The global technology industry has long been governed by many unhealthy stereotypes—the under representation of women in technology, the lack of ethnic diversity and the image of technology professionals as self-proclaimed ‘binaries’ with no appreciation for inferential or qualitative insights. Popular media has reinforced an image of coders as inward-looking individuals who lack interpersonal skills, corporate culture adaptability, or any skill for that matter except software development.

Nothing could be further from the truth.


Demand for so-called soft skills is growing and destined to grow further. In its “2022 Skills Outlook,” three of the ten growing skills listed by the World Economic Forum are soft skills:

  • Emotional intelligence
  • Leadership and social influence and
  • Creativity, originality, and initiative

The good news is, the dearth of these skills is not as severe in software technology professionals as one would think: The challenge is knowing first—what to measure, and second, how to measure it accurately.

Staffing Agencies Are Not The Answer

Because these skills are qualitative, they’re often overlooked by staffing agencies. The cost of developing, measuring and then maintaining such a system is simply not worth the agencies’ efforts.

So if staffing agencies—which one may assume are in the business of finding people jobs—are not best equipped to do this, who is? To answer this question, it’s important to take a step back: Staffing agencies operate on targets and commissions. It’s not the quality of the hire that’s the biggest concern, but how quickly and generously he/she justifies the ROI on efforts invested. So a strong resume doesn’t offer any increased chance of quick placement against an ordinary resume if the candidate is overqualified for the jobs available with the agency.

Even if there is speedy placement, the candidate will have to compromise on the negotiated salary and so on.

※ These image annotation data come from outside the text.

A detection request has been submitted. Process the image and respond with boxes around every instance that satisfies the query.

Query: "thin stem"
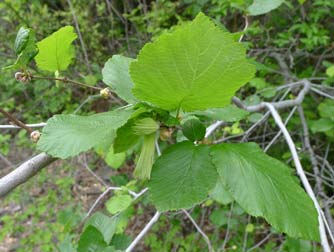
[0,122,46,129]
[0,108,33,134]
[31,75,103,90]
[125,211,161,252]
[182,209,214,252]
[264,103,331,252]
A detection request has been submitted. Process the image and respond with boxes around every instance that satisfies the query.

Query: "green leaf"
[191,105,249,122]
[148,141,217,211]
[130,13,255,111]
[114,120,140,153]
[104,146,126,169]
[326,65,334,77]
[134,133,156,179]
[14,27,31,55]
[182,118,206,142]
[106,194,132,214]
[249,78,268,89]
[210,178,233,205]
[78,226,107,252]
[37,110,132,159]
[111,234,132,251]
[132,117,159,136]
[86,212,119,244]
[211,143,319,241]
[102,55,136,104]
[3,27,38,70]
[308,118,334,133]
[35,26,77,72]
[248,0,284,16]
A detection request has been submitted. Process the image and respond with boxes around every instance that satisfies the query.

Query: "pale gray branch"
[0,153,55,197]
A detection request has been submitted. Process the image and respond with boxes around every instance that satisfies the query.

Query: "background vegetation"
[0,0,334,251]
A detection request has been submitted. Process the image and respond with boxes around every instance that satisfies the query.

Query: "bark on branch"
[0,153,56,197]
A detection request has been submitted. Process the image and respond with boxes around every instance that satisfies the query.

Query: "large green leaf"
[3,27,38,70]
[148,142,218,211]
[85,212,119,244]
[14,27,31,55]
[191,105,249,122]
[212,143,319,241]
[114,120,140,153]
[35,26,77,72]
[102,55,136,104]
[130,13,255,111]
[37,110,132,159]
[248,0,284,16]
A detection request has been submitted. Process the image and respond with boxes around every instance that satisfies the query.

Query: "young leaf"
[182,118,205,142]
[37,110,133,159]
[148,142,218,211]
[35,26,77,72]
[130,13,255,111]
[211,143,319,241]
[104,146,126,169]
[102,55,136,104]
[114,120,140,153]
[248,0,283,16]
[85,212,119,244]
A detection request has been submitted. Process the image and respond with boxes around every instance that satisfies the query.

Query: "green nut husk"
[132,117,159,136]
[134,132,156,179]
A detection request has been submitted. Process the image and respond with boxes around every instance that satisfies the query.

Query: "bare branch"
[264,103,331,252]
[182,209,214,252]
[0,153,55,197]
[232,79,311,112]
[0,108,33,134]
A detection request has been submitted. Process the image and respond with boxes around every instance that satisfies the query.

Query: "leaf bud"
[132,117,159,136]
[159,127,174,141]
[100,88,111,99]
[30,130,41,143]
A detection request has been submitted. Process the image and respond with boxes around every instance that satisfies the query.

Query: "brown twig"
[31,75,103,90]
[0,108,33,134]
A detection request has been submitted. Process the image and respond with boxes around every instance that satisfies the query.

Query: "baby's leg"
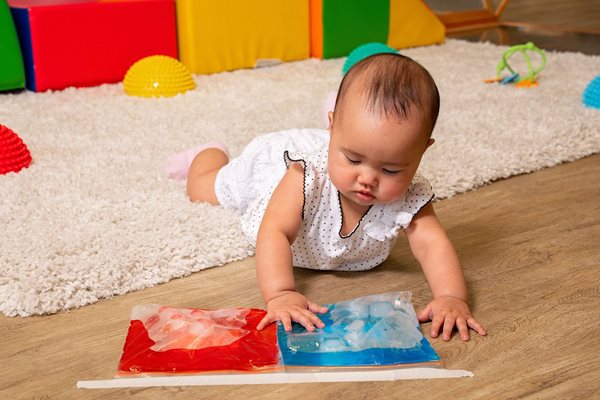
[187,147,229,204]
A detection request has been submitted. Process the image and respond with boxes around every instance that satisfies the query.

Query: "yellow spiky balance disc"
[123,56,196,97]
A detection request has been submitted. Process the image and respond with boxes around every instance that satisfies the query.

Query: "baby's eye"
[344,154,360,165]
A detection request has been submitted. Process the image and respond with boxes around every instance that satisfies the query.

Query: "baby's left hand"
[417,296,486,342]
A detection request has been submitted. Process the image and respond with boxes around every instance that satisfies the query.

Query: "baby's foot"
[163,142,229,181]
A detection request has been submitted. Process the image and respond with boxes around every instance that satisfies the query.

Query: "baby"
[166,54,486,340]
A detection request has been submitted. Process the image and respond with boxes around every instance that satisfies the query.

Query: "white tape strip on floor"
[77,368,473,389]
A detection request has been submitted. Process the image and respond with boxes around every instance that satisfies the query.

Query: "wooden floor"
[0,0,600,400]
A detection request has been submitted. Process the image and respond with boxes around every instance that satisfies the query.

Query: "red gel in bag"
[118,305,280,375]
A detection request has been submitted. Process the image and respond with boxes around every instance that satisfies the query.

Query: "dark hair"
[335,53,440,135]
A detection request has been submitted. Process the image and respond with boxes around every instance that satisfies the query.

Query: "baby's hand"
[256,291,327,332]
[418,296,486,341]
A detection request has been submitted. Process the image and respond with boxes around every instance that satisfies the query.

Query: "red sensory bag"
[118,305,280,375]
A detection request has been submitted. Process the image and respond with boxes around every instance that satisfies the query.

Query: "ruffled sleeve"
[364,173,434,241]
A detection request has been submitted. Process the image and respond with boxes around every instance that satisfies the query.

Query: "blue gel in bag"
[277,292,441,367]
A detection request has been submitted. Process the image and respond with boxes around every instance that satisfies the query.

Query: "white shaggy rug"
[0,40,600,316]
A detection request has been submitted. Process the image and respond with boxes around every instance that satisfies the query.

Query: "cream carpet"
[0,40,600,316]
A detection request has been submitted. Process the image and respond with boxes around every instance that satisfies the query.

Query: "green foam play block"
[0,0,25,91]
[322,0,390,58]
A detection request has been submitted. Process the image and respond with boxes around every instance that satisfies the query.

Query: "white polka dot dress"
[242,146,433,271]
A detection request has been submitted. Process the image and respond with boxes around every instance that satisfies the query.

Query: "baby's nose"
[358,169,377,187]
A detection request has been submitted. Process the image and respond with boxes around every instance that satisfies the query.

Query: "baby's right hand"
[256,290,327,332]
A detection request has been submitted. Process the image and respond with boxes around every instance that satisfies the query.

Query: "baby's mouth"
[355,191,375,201]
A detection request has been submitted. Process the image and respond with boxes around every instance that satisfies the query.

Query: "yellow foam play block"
[387,0,446,49]
[177,0,310,74]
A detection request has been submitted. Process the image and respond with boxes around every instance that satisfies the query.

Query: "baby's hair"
[334,53,440,135]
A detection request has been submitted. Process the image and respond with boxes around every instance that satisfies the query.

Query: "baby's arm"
[406,204,486,341]
[256,164,327,331]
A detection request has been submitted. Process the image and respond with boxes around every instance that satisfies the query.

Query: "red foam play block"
[8,0,178,91]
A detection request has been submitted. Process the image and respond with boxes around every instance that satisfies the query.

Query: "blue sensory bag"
[277,292,441,367]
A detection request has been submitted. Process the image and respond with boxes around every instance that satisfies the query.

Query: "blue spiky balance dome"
[582,75,600,110]
[342,42,398,75]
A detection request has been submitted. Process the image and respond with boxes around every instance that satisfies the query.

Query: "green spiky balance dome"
[342,43,398,75]
[582,75,600,110]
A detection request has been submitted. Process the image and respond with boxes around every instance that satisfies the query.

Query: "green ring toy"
[496,42,546,85]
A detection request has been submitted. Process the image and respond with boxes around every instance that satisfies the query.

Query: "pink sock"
[163,142,229,181]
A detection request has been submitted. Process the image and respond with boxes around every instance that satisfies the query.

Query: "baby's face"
[328,96,433,206]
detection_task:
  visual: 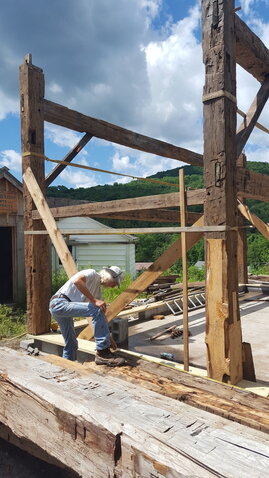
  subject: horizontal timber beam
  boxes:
[25,226,230,236]
[33,189,204,219]
[32,168,269,221]
[91,209,202,224]
[44,100,203,166]
[235,15,269,83]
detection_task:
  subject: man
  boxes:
[49,266,125,367]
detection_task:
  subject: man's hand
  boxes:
[94,299,106,312]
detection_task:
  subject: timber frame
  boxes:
[20,0,269,384]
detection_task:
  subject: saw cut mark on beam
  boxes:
[45,133,92,188]
[44,100,203,166]
[236,78,269,158]
[237,201,269,240]
[23,167,77,277]
[79,216,204,340]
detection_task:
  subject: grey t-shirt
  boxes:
[56,269,102,302]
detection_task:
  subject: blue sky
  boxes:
[0,0,269,188]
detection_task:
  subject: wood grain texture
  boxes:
[202,0,243,384]
[44,100,203,166]
[20,61,51,334]
[0,348,269,478]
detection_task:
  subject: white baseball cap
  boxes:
[105,266,123,287]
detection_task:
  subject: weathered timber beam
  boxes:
[236,168,269,202]
[44,100,203,166]
[23,167,77,277]
[236,77,269,158]
[20,55,51,334]
[79,216,204,340]
[235,15,269,83]
[202,0,243,384]
[91,209,202,224]
[33,189,204,219]
[45,133,92,188]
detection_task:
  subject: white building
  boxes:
[52,217,136,278]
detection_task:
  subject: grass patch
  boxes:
[0,304,26,339]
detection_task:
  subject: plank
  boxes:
[23,167,77,276]
[202,0,243,384]
[44,100,203,166]
[179,169,189,371]
[45,133,92,188]
[79,217,203,340]
[236,76,269,158]
[20,55,50,334]
[236,153,248,284]
[234,15,269,83]
[237,203,269,240]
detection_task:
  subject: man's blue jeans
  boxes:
[49,298,110,360]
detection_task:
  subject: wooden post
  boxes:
[237,154,248,290]
[20,55,51,334]
[202,0,243,384]
[179,168,189,372]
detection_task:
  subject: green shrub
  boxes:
[0,304,26,339]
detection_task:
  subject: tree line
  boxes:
[47,161,269,273]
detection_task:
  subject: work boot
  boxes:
[95,349,125,367]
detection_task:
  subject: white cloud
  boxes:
[0,149,22,173]
[0,89,19,120]
[59,168,98,188]
[45,123,85,153]
[140,6,204,149]
[240,0,255,15]
[112,152,135,174]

As a result, the law of averages prevails. The more specific a skillset, the less likely it will be to surface for popular roles, and the less likely it is to surface, the lower the probability that qualitative aspects will be considered.

Technology Eco-System

Now let’s approach the problem in a different way: What if there’s a technology ecosystem, of which top technology talent forms the core? What if the quality of technology talent affects all other components of the ecosystem? When a career solution is designed around such an ecosystem, the considerations are different. While speed is an important factor, thoroughness weighs in more heavily.

That’s where multi-factor vetting comes in. To qualify for each applicant must clear a 3-stage validation process. The profiles of technology experts are assessed not just for how closely they match the hiring managers’ requirements but for other factors that will have deeper and lasting returns on their technology career.

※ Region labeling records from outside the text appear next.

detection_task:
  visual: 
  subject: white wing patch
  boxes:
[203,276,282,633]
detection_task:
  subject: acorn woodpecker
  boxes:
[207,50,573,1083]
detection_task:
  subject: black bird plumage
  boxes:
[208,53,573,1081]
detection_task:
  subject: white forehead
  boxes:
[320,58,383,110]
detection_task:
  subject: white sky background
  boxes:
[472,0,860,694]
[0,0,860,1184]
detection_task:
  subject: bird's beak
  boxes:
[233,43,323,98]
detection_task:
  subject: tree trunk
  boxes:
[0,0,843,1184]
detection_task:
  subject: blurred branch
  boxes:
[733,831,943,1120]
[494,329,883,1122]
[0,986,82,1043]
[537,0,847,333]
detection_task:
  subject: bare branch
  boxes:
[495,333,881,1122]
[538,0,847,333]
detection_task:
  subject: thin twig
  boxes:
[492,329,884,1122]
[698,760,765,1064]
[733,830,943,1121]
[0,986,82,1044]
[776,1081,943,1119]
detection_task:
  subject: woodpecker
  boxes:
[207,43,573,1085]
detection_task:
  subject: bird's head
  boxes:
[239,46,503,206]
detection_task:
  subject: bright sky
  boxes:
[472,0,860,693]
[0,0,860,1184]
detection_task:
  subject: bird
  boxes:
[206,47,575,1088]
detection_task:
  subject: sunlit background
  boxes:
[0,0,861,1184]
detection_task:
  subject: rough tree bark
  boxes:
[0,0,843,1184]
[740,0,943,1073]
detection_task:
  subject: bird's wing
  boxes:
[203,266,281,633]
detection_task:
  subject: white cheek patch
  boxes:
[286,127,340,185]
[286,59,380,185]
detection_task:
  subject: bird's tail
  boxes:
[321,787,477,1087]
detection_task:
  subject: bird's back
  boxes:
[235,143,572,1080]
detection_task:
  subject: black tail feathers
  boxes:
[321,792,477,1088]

Also Read: Technology Expert: 3 Things Hiring Managers Want You To Know

3 Key Vetting Factors for Technology Professionals

Technical Expertise

Experienced talent managers use a repository of technology recruiting resources to verify applicants’ technical skills. This isn’t just cognitive testing, but an assessment of the candidate’s ability to stay updated with the latest product releases, etc.

Functional Adequacy

How much domain knowledge (e.g. finance, supply chain, etc) does the applicant have of the industry or function he/she is seeking a job or project in? Can he/she successfully apply this knowledge to solve the clients’ business challenges?

Behavioral Compatibility

Now comes the critical part. Behavioral compatibility represents that one aspect that is least likely to be automated or replaced by a robot. The adage “hire for attitude, train for skills” doesn’t hold true for software developers (technical skills are a must-have)! Instead, it’s more like “hire for skills, fire for a bad attitude”. Professionalism, courtesy, integrity, dedication, and teamwork are values that cannot be accurately measured in a questionnaire. But ’s screening mechanism filters behavioral ‘red flags’ before they become problematic for future employers.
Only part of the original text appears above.